Disclaimer: All information has been text-mined automatically. Therefore, you should evaluate the original papers that CIViCmine cites before making any interpretation.
Q: When I type in a gene, cancer or drug, it isn't autocompleted. Why is that?
A: If a gene or cancer doesn't come up, it means that it isn't in CIViCmine. Check that the gene/cancer name is the standard name (e.g. ERBB2 not HER2) in the associated ontology (HUGO, the Disease Ontology and WikiData for drug names).
Q: What text is being mined?
A: We are processing the entirety of Pubmed (~22 million abstracts) and Pubmed Central Open Access Subset (~1 million full text articles).
Q: Are you just using co-occurrences?
A: No. Co-occurrences count how many times a gene and a cancer-type appear in the same sentence. We use the Kindred relation extraction package to understand the context of the sentence and only extract sentences that discuss a cancer biomarker with high likelihood.
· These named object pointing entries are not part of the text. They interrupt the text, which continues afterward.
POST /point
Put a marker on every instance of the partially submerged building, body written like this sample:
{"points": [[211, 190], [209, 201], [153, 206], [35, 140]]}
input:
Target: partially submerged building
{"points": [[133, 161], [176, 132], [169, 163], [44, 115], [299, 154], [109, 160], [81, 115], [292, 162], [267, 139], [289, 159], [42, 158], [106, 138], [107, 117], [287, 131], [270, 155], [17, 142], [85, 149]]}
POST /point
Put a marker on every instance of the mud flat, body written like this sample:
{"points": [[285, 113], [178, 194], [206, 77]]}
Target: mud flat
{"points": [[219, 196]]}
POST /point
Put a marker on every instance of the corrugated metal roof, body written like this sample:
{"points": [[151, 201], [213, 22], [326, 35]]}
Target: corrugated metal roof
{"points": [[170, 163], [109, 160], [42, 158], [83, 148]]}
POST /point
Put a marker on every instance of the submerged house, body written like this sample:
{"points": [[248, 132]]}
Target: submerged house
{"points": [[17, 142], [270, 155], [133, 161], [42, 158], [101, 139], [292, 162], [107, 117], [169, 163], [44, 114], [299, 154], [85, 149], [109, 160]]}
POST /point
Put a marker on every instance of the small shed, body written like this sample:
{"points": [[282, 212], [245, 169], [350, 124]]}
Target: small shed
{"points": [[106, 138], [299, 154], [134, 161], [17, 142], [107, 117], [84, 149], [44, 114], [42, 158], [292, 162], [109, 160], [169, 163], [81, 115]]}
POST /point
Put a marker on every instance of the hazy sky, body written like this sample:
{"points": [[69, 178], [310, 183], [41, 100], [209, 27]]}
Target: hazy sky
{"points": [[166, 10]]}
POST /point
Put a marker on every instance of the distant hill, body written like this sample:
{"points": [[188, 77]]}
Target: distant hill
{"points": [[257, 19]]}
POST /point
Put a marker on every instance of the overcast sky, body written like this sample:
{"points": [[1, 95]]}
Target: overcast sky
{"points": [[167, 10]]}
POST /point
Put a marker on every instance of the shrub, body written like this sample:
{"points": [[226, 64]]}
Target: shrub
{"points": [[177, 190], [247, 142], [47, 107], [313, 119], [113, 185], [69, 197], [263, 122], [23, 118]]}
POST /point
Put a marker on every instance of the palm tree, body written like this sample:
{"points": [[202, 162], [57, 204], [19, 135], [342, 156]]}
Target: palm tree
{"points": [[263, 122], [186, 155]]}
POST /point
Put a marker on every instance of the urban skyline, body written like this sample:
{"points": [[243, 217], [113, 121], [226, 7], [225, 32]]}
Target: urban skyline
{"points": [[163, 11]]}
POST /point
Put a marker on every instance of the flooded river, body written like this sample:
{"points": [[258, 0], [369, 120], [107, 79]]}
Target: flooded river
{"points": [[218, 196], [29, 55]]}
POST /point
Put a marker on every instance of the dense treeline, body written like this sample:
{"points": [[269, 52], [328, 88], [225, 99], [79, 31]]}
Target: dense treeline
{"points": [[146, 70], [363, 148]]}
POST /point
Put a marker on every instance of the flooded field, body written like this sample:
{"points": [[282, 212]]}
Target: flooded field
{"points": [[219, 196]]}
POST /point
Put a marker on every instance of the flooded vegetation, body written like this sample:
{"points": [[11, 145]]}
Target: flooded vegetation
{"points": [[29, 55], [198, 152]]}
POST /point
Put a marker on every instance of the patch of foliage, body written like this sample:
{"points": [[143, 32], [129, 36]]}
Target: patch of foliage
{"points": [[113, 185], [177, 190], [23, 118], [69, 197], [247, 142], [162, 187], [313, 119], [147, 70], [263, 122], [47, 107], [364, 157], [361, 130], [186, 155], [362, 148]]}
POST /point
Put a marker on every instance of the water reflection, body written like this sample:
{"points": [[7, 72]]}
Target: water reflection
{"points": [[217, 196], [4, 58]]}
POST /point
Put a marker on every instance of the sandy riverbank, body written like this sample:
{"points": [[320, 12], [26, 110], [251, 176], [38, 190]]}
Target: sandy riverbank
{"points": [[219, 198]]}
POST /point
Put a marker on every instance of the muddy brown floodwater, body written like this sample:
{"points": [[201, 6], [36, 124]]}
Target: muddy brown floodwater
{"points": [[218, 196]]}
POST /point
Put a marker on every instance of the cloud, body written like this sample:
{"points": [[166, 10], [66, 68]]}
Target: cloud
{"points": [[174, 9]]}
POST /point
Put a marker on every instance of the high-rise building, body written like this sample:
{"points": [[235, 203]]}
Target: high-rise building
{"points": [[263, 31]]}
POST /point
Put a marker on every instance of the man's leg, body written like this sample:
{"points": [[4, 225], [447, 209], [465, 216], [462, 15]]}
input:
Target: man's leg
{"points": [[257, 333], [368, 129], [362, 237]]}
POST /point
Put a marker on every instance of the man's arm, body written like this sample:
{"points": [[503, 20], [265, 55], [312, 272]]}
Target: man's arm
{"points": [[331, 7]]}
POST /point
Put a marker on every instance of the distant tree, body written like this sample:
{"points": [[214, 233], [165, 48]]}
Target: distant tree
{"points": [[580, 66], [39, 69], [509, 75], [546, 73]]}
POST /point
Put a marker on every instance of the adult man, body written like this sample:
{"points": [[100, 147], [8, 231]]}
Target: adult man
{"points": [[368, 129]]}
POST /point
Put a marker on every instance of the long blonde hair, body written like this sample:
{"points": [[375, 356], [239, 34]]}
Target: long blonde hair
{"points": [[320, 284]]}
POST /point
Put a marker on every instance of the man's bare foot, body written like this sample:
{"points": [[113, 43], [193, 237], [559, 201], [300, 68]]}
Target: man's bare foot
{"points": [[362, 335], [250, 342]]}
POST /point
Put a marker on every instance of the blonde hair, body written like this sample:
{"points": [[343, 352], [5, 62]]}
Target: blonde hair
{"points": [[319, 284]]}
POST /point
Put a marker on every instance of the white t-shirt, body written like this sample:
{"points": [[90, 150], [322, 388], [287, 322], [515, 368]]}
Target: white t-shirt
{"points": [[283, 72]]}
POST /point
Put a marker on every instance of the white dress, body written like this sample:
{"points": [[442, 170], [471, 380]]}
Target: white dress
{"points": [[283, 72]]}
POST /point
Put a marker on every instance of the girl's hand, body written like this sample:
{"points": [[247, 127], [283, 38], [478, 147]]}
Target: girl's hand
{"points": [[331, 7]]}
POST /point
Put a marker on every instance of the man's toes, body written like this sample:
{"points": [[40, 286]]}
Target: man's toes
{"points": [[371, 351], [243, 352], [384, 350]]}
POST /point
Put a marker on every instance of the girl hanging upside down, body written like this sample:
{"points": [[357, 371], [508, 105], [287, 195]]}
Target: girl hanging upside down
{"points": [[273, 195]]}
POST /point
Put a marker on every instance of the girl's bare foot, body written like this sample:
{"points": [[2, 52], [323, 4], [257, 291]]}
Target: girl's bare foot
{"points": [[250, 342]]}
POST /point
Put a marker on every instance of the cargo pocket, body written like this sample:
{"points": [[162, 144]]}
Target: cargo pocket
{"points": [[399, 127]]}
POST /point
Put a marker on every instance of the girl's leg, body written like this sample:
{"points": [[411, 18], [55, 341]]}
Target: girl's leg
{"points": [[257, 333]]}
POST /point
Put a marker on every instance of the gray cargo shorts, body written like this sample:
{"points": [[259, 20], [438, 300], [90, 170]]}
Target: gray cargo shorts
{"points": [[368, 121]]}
Q: How regularly is this updated?
A: CIViCmine is updated monthly (around the 1st of the month) and makes use of the PubRunner package to make it easier and minimise the amount of additional computation on new abstracts and papers in Pubmed and Pubmed Central Open Access subset.
Q: I found a sentence that doesn't say what CIViCmine describes. Why?
A: CIViCmine is completely automated with no human curation so there will be some mistakes. We've adjusted the precision to make as few false positive mistakes (with a tradeoff of likely higher false negatives). All information offered by CIViCmine should be interpreted accordingly.
Q: Could this approach be used to extract other types of biomedical knowledge?
A: It probably could. If you'd like to talk, please get in contact with Jake Lever.
Q: Can I bulk download the data?
A: You can bulk download it from our Zenodo repository or use the download buttons on this website to get a subset of the data. All data is Creative Commons Zero licensed.
Q: Where can I read more about the methods and full results?
A: This work has been published in Genome Medicine. Please cite this paper you make use of the data.
This resource is built as an aid to curation of the CIViC database based at the McDonnell Genome Institute at Washington University in St Louis. All data in this resource has been automatically extracted using text mining tools
We use a supervised learning approach where a set of experts have annotated a large set of sentences to be used as examples for a machine learning system. This machine learning system is Kindred, a Python package for relation extraction. It is the successor to our VERSE system that won part of the BioNLP'16 Shared Task for relation extraction. This machine learning system is then applied to all abstracts in PubMed and all full text papers in the Pubmed Central Open Access subset.
The main researcher is Jake Lever, previously a PhD student in the Jones group at Canada's Michael Smith Genome Sciences Centre in Vancouver, Canada. He is now a lecturer at the University of Glasgow.